Anton Corbijn Cinéaste et ( aussi ) photographe décrit avec une belle sensibilité cette rencontre entre deux jeunes hommes et les doutes qui les assaillent , sur leurs carrières respectives en devenir. Life s’inscrit dans la continuité d’une œuvre originale qui explore les destins tragiques et les individus aux prises avec leurs démons et ( ou ) leurs angoisses . Qu’il s’agisse du Musicien suicidaire , Ian Curtis ( Control / 2007 ) , du tueur à gages solitaire et traqué ( The American / 2010) ou de l’espion aguerri assailli par les doutes ( Un homme très recherché / 2014), les personnages de ses films sont des personnages « borderline » dont les destinées crépusculaires s’inscrivent au cœur d’une mise en scène toute en nuances et subtilités , qui refuse le spectaculaire pour tenter de pénétrer leur intimité et ces moments de fragilité et de souffrances qui les habitent…et dont ils n’arrivent pas à surmonter le poids.

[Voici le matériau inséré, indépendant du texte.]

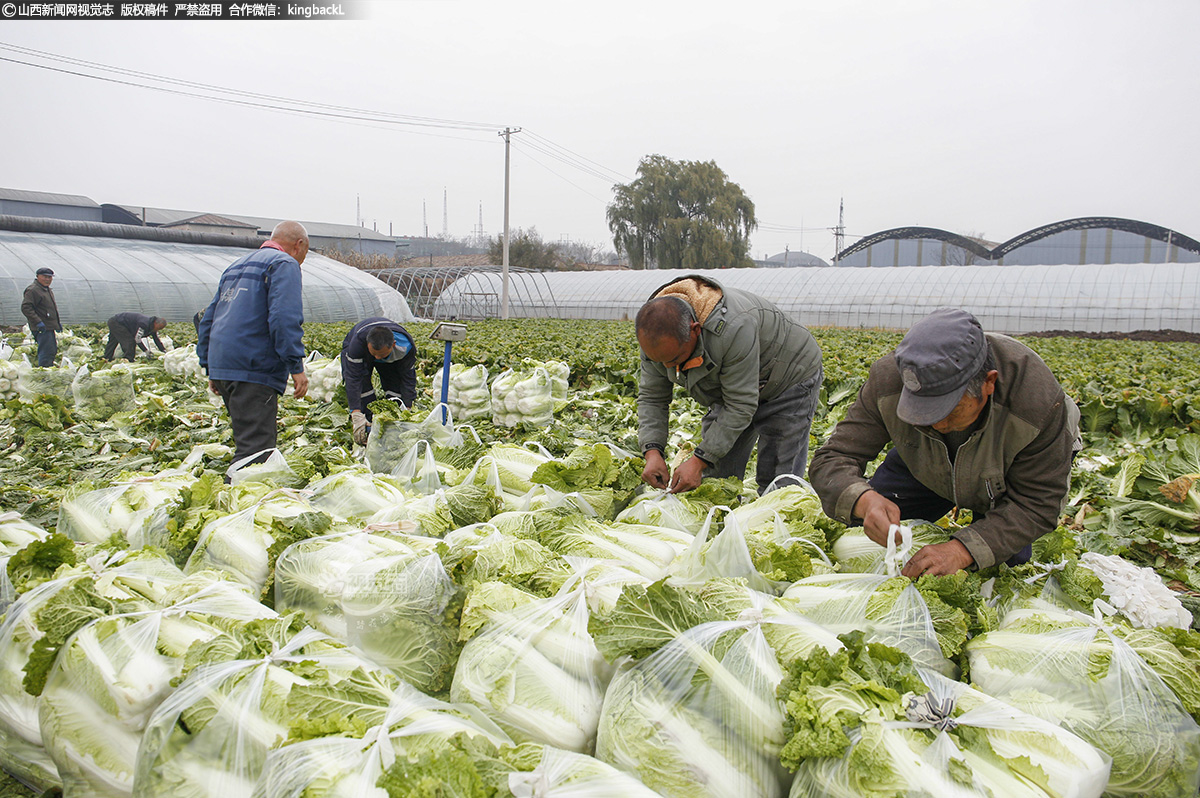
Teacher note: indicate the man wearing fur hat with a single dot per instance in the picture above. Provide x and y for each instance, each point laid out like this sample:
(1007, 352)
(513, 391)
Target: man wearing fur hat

Dennis et Jimmy viennent ici s’ajouter et compléter l’album . Celui d’une filmographie dont on soulignera le soin de la photographie et d’une mise en scène dont les plans et les séquences sont imprégnés du style du cinéma des Années 1950 offrant au récit cette authenticité nécessaire qui nous replonge dans l’univers du cinéma d’alors et des films ( A l’Est d’Eden , La Fureur de vivre, déjà cités et le Géant de George Stevens ) que James Dean a « habités », de sa présence inoubliable … Ne maquez pas cette belle rencontre qui ravivera de beaux souvenirs de Cinéphiles…
(Etienne Ballérini)
LIFE d’Anton Corbijn -2015-
Avec : Robert Pattinson , Dane DeHaan , Sir Ben Kignsley , Joël Edgerton , Alessandra Mastronardi..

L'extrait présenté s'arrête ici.